公開日時: 2021年8月28日(土) 21:01
文字数:2,176

「あ、お母さん。今時間ある?」


 夜九時過ぎ。アメリも寝たので、休憩ついでにダイニングでお母さんに電話なう。テーブルの上では、愛用のマグカップの中でコーヒー牛乳が、薄茶色の水面を湛えている。

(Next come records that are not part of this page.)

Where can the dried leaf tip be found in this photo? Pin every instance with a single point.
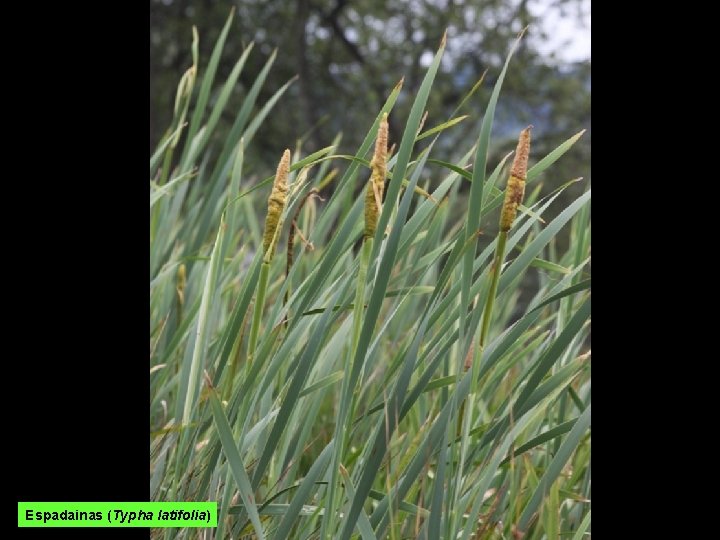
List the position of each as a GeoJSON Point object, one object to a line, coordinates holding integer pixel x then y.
{"type": "Point", "coordinates": [376, 186]}
{"type": "Point", "coordinates": [276, 204]}
{"type": "Point", "coordinates": [522, 152]}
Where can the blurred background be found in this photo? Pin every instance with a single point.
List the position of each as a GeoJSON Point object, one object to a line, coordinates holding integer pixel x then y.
{"type": "Point", "coordinates": [348, 55]}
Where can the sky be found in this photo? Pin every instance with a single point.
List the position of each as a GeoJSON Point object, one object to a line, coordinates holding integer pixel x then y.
{"type": "Point", "coordinates": [568, 34]}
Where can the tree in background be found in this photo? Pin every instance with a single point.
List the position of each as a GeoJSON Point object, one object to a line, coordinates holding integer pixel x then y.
{"type": "Point", "coordinates": [349, 55]}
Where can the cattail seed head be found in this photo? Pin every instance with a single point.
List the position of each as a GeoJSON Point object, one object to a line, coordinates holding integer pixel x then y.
{"type": "Point", "coordinates": [376, 186]}
{"type": "Point", "coordinates": [276, 204]}
{"type": "Point", "coordinates": [516, 183]}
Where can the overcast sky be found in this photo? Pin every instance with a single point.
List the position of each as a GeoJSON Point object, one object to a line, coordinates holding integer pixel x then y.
{"type": "Point", "coordinates": [568, 34]}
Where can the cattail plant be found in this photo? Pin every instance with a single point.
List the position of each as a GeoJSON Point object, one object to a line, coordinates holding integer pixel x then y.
{"type": "Point", "coordinates": [513, 198]}
{"type": "Point", "coordinates": [273, 226]}
{"type": "Point", "coordinates": [345, 425]}
{"type": "Point", "coordinates": [373, 207]}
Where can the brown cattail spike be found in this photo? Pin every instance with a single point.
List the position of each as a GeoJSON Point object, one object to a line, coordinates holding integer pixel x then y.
{"type": "Point", "coordinates": [276, 204]}
{"type": "Point", "coordinates": [376, 186]}
{"type": "Point", "coordinates": [516, 183]}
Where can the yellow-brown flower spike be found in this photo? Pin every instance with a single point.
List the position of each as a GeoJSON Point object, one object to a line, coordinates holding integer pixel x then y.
{"type": "Point", "coordinates": [276, 204]}
{"type": "Point", "coordinates": [376, 186]}
{"type": "Point", "coordinates": [516, 183]}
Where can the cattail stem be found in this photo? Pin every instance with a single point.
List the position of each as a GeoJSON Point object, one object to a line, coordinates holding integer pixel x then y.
{"type": "Point", "coordinates": [495, 280]}
{"type": "Point", "coordinates": [514, 193]}
{"type": "Point", "coordinates": [257, 312]}
{"type": "Point", "coordinates": [349, 396]}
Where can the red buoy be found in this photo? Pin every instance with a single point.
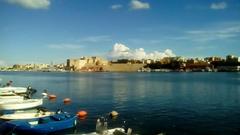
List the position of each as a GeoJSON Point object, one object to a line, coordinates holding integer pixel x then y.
{"type": "Point", "coordinates": [82, 114]}
{"type": "Point", "coordinates": [52, 97]}
{"type": "Point", "coordinates": [67, 101]}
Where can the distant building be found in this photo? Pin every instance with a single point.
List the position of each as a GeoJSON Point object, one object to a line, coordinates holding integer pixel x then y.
{"type": "Point", "coordinates": [232, 58]}
{"type": "Point", "coordinates": [86, 64]}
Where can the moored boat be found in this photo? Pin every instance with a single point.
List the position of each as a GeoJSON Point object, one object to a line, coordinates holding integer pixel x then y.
{"type": "Point", "coordinates": [24, 104]}
{"type": "Point", "coordinates": [43, 125]}
{"type": "Point", "coordinates": [26, 115]}
{"type": "Point", "coordinates": [14, 98]}
{"type": "Point", "coordinates": [15, 89]}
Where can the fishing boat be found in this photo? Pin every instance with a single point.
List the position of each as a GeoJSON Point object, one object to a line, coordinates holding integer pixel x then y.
{"type": "Point", "coordinates": [43, 125]}
{"type": "Point", "coordinates": [13, 98]}
{"type": "Point", "coordinates": [15, 89]}
{"type": "Point", "coordinates": [114, 131]}
{"type": "Point", "coordinates": [11, 91]}
{"type": "Point", "coordinates": [24, 104]}
{"type": "Point", "coordinates": [18, 115]}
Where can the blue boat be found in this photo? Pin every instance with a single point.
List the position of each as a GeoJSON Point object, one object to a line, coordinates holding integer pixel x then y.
{"type": "Point", "coordinates": [43, 125]}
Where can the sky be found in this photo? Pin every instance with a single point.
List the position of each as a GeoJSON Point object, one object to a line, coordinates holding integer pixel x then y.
{"type": "Point", "coordinates": [45, 31]}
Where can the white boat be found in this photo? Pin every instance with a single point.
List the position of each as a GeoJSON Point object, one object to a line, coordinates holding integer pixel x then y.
{"type": "Point", "coordinates": [26, 115]}
{"type": "Point", "coordinates": [11, 98]}
{"type": "Point", "coordinates": [114, 131]}
{"type": "Point", "coordinates": [13, 89]}
{"type": "Point", "coordinates": [24, 104]}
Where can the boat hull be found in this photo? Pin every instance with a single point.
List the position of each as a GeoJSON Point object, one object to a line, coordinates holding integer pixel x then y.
{"type": "Point", "coordinates": [13, 89]}
{"type": "Point", "coordinates": [21, 116]}
{"type": "Point", "coordinates": [23, 127]}
{"type": "Point", "coordinates": [25, 104]}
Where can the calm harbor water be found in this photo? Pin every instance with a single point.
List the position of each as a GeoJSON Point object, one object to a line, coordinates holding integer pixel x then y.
{"type": "Point", "coordinates": [150, 103]}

「あら。どうしたの? 忘れ物でもした? とりあえず、手は空いてるけど」


「ううん。ちょっと訊きたいことがあってさ。私の親離れってどんな感じだったのかなって」


「はー。また、妙なことを訊いてくるものね。何かあったの?」


「うん、あのね――」


 アメリの自立心が旺盛なこと。そして、友人でありドクターでもある白部さんから、先ほどのような回答をいただいたことを話す。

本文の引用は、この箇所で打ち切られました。